Today Boston is highly regarded as one of the best cities for medical care. Mass General and Boston Children’s Hospital are both top tier institutions that attract patients from all over the world. Initially, we intended to focus our research on how Boston’s history has contributed to its current position as a leading city in the medical field. However, this topic was far too broad as there are so many various types of doctors and medicine. This topic would have required extensive research in order to connect every single medical development and historical event.
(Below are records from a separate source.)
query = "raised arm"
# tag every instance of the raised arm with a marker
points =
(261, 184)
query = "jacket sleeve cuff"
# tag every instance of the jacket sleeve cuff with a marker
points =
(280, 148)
We decided to narrow our topic and focus our research on something more specific. The recent global outbreak of COVID-19 has led us to look more specifically at Boston’s response to pandemics and epidemics throughout history. The state of the world right now is one that many people are not acquainted with. Never before in our lives have we experienced a health crisis that has caused such drastic changes in all ways of life. Using our own experiences, recent sources, and the archives at the MHS, we will be able to research Boston’s response to the smallpox outbreak and the Spanish Flu of 1918. Then we will be comparing the city’s responses to these earlier pandemics to the current response to COVID-19.

The MHS has a wide selection of documents in their archives that we are very excited to use while conducting our research. Using ABIGAIL, the library catalog for the Massachusetts Historical Society, we have been able to select some sources that we would like to use. The first of which is an anonymous letter written by an individual living in Boston during the smallpox epidemic. This document will give us an idea of what epidemic life was like during the eighteenth century. Another source we’ll be exploring is a smallpox statistic for Boston to determine how many people were infected, and how many of those infected people died. We will also be using a medical advisory from a Health Commissioner on the prevention of the influenza virus, written during the 1918 outbreak. This source will allow us to compare the prevention methods used in 1918 to the methods used today to slow the spread of COVID-19.

While we will not be conducting this research exactly how we initially intended, we are looking forward to exploring the digitized archives and learning about pandemics while in the midst of one. Hopefully, we will be able to uncover information about how the outbreaks of the past shaped Boston’s response to the current health crisis.